Chapter 2 – Target
Beep. Beep. Beep. Mika groaned and rolled over onto her back as her alarm broke through her unconsciousness. Stretching out her left hand, Mika aimed for the bedside table. However, instead, her hand smashed against a wall.
“Ow!” She jerked upward, holding her throbbing hand against her chest.
Beep. Beep. Beep. With a sigh, Mika turned to the right, where her bedside table was located in this room, and turned off the alarm. Apparently, it took more than just a couple of days in a new home to re-write years of trained muscle memory.
I miss grandmother’s house. It’s just too lonely here. She turned into the kitchen, and for a moment, could imagine her grandmother’s face standing over the stove as she cooked an egg and pancakes.
Then Mika would nod, and clean the table while her grandmother finished breakfast. They’d eat together, she’d collect her school things and be out the door with her grandmother waving goodbye as she left.
Mika went through the morning in a trance as she envisioned what used to be, and what was no more. Instead of a morning greeting, she was met with only silence. Instead of a wonderful meal, she had a slightly burnt piece of toast. And of course there was no one around to wish her a good day.

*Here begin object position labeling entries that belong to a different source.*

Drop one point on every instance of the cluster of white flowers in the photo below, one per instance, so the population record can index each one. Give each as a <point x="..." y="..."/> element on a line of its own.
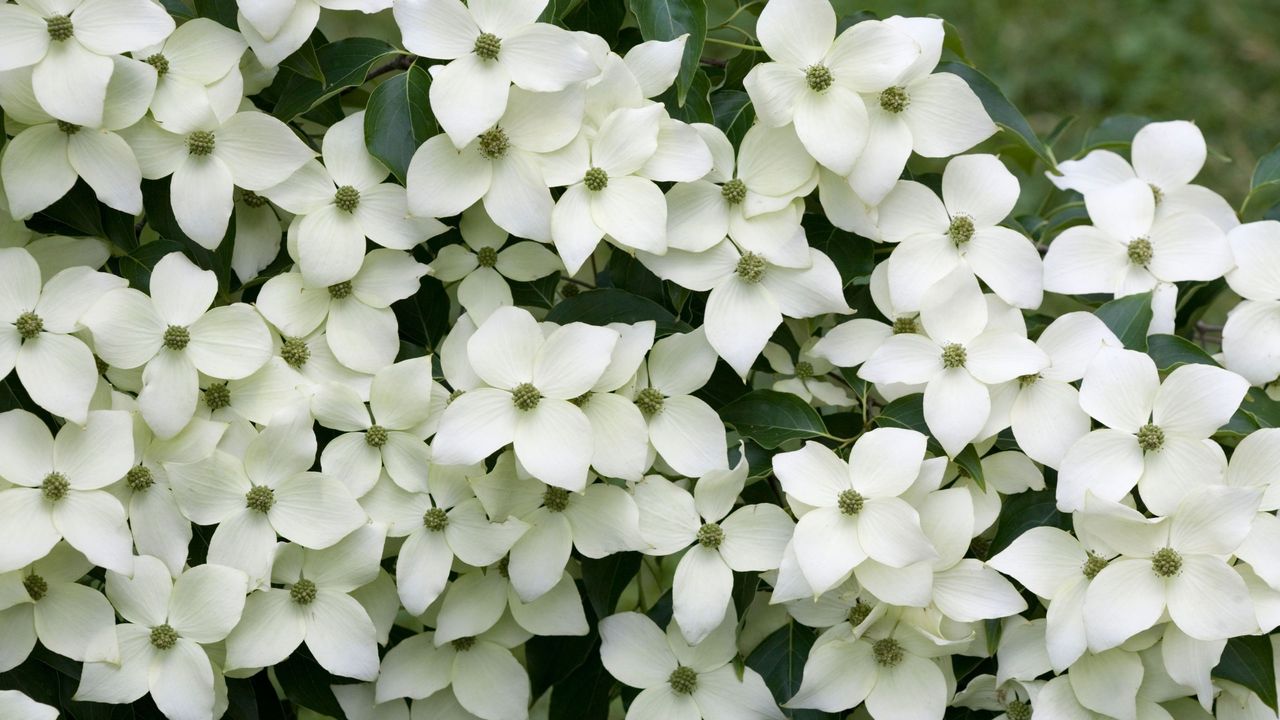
<point x="223" y="441"/>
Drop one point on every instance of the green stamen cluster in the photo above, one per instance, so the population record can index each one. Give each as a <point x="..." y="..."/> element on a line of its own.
<point x="138" y="478"/>
<point x="159" y="62"/>
<point x="525" y="396"/>
<point x="59" y="27"/>
<point x="494" y="144"/>
<point x="164" y="637"/>
<point x="347" y="199"/>
<point x="895" y="99"/>
<point x="750" y="267"/>
<point x="295" y="351"/>
<point x="200" y="142"/>
<point x="850" y="502"/>
<point x="435" y="519"/>
<point x="888" y="652"/>
<point x="218" y="396"/>
<point x="1151" y="437"/>
<point x="595" y="180"/>
<point x="954" y="355"/>
<point x="556" y="499"/>
<point x="176" y="337"/>
<point x="302" y="592"/>
<point x="818" y="77"/>
<point x="36" y="587"/>
<point x="960" y="229"/>
<point x="711" y="536"/>
<point x="488" y="46"/>
<point x="1141" y="251"/>
<point x="649" y="401"/>
<point x="684" y="680"/>
<point x="260" y="497"/>
<point x="734" y="191"/>
<point x="28" y="326"/>
<point x="375" y="436"/>
<point x="1093" y="564"/>
<point x="1166" y="563"/>
<point x="55" y="486"/>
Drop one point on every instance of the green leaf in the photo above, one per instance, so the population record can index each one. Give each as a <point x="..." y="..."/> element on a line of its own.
<point x="734" y="113"/>
<point x="668" y="19"/>
<point x="771" y="418"/>
<point x="344" y="63"/>
<point x="1170" y="351"/>
<point x="1129" y="318"/>
<point x="780" y="659"/>
<point x="1001" y="110"/>
<point x="1248" y="660"/>
<point x="398" y="118"/>
<point x="607" y="305"/>
<point x="1264" y="188"/>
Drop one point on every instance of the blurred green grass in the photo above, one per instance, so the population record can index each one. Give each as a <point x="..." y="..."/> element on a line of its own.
<point x="1214" y="62"/>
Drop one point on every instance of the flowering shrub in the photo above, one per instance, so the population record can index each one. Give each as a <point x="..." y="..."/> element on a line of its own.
<point x="663" y="360"/>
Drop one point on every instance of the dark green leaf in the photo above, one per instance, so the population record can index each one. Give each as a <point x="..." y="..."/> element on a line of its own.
<point x="772" y="418"/>
<point x="668" y="19"/>
<point x="398" y="118"/>
<point x="1129" y="318"/>
<point x="1001" y="110"/>
<point x="611" y="305"/>
<point x="1248" y="661"/>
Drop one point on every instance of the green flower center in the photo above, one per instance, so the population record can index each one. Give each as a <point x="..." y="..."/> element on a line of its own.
<point x="649" y="401"/>
<point x="55" y="486"/>
<point x="435" y="519"/>
<point x="494" y="144"/>
<point x="59" y="27"/>
<point x="1141" y="251"/>
<point x="556" y="499"/>
<point x="818" y="77"/>
<point x="1166" y="563"/>
<point x="295" y="351"/>
<point x="711" y="536"/>
<point x="36" y="587"/>
<point x="347" y="199"/>
<point x="138" y="478"/>
<point x="684" y="680"/>
<point x="159" y="62"/>
<point x="260" y="497"/>
<point x="218" y="396"/>
<point x="888" y="652"/>
<point x="895" y="99"/>
<point x="200" y="142"/>
<point x="750" y="267"/>
<point x="28" y="326"/>
<point x="1093" y="564"/>
<point x="176" y="337"/>
<point x="164" y="637"/>
<point x="960" y="229"/>
<point x="304" y="592"/>
<point x="595" y="180"/>
<point x="850" y="502"/>
<point x="734" y="191"/>
<point x="488" y="46"/>
<point x="525" y="396"/>
<point x="1151" y="437"/>
<point x="954" y="355"/>
<point x="905" y="324"/>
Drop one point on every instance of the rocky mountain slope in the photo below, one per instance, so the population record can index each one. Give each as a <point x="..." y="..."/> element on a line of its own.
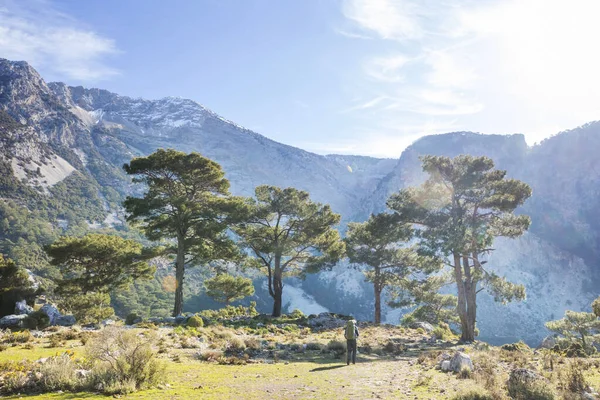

Impatiently brushing away the tears that were trying to force themselves into her eyes, Mika gathered her homework, shoved some rice and a leftover chicken into a bentou box and all but ran away from the house and down the street.
Mika stopped at the bottom of the hill by the bus stop to catch her breath and look over the schedule.
Doesn’t leave until eight… That only gives me twenty minutes before school starts. If the bus route goes through other neighborhoods, I probably wouldn’t make it.
With her breathing now slowed, Mika started down the road at a brisk walk.
I think this was the road Kana went down yesterday afternoon. Mika stopped to look down the way, hoping against hope she might be able to catch her newfound friend on her way to school. She waited at the corner for a minute before giving up and continuing on her way.
A couple of blocks later, she was waiting for a light to turn when she heard her name. Glancing around, Mika found Kana standing on the opposite street corner. Mika turned on her heels and ran across the street to meet Kana.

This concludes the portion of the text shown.